Game Library Service / new module library demo

uckelman · June 9, 2024, 7:42pm

A demo version of the The Game Library Service along with a frontend is available now:

This is a demo. It is not current with the existing Module Library. (The demo uses a dump of the Module Library from a few weeks ago.)

I’m looking for feedback on design and systematic import problems. Please comment here.

Tim_M · June 9, 2024, 8:54pm

Displaying only 10 at a time is cumbersome. Even if I select all under letter “C” I have to click like 20 next pages to find the module im looking for…

Box covers aren’t working

Not sure why but there appears to be ‘gaps’ in the project numbers. Also what value do they provide? You can’t use that number for anything it appears…

Only some packages appear to be available…? (very few actually)
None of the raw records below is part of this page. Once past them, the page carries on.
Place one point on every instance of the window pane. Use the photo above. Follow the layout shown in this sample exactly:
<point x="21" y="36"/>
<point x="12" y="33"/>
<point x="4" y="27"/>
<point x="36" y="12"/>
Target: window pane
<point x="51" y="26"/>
there is a spacing issue in projects where Owners are butted right up against the entry whereas packages seems to space info properly (one whitespace)

Are we dumping screenshots and comments?

How is this controlled?

More to come…

uckelman · June 9, 2024, 9:06pm

You can add a limit=n query parameter to try different quantities of results. I set the default to ten not because I thought it was the ideal amount, but because I wanted to prompt this conversation. What do you think would be better?

That’s because they also aren’t working in the wiki right now, which I hadn’t known. ~~No idea why not, yet.~~

Try now. The problem was that the SSL certificate for object storage expired in the past few minutes. Apparently the cron script which should have updated it in May didn’t do so. I ran the script manually to upload the new certificate; images should work again.

uckelman · June 9, 2024, 9:31pm

The gaps are due to some pages from the wiki which don’t import successfully yet.

The project numbers are really project names, which at present I’m generating by counting through the projects because I need to generate them somehow and didn’t want to mess with anything more complicated to start with. They don’t need to be numbers, but I don’t have a good way of generating project names from the data right now.

Would you give an example?

Images other than box images are imported but not displayed by the frontend yet.

What do you mean by “comments”?

Not sure what you mean here.

uckelman · June 9, 2024, 10:19pm

I added some spacing. Does it look better now?

Tim_M · June 10, 2024, 1:26am

You said -

“You can add a limit=n query parameter to try different quantities of results. I set the default to ten not because I thought it was the ideal amount, but because I wanted to prompt this conversation. What do you think would be better?”

So this is a case of where 10 would be an unsatisfactory limit. Think of a job search - it defaults to 10, but allows the user to show 20 , or “all” or whatever. That option needs to be available as a user dropdown interaction or they will be clicking next page for eternity and getting ticked off

Box covers do seem to be working now. I would add explicit limits.

Tim_M · June 10, 2024, 1:30am

OK - makes sense

Tim_M · June 10, 2024, 1:31am

It does look good now

Tim_M · June 10, 2024, 1:33am

Currently the library has a “Comments” section and a “Change Log” section where the user has basically provided update, reason, whatever for the latest change etc…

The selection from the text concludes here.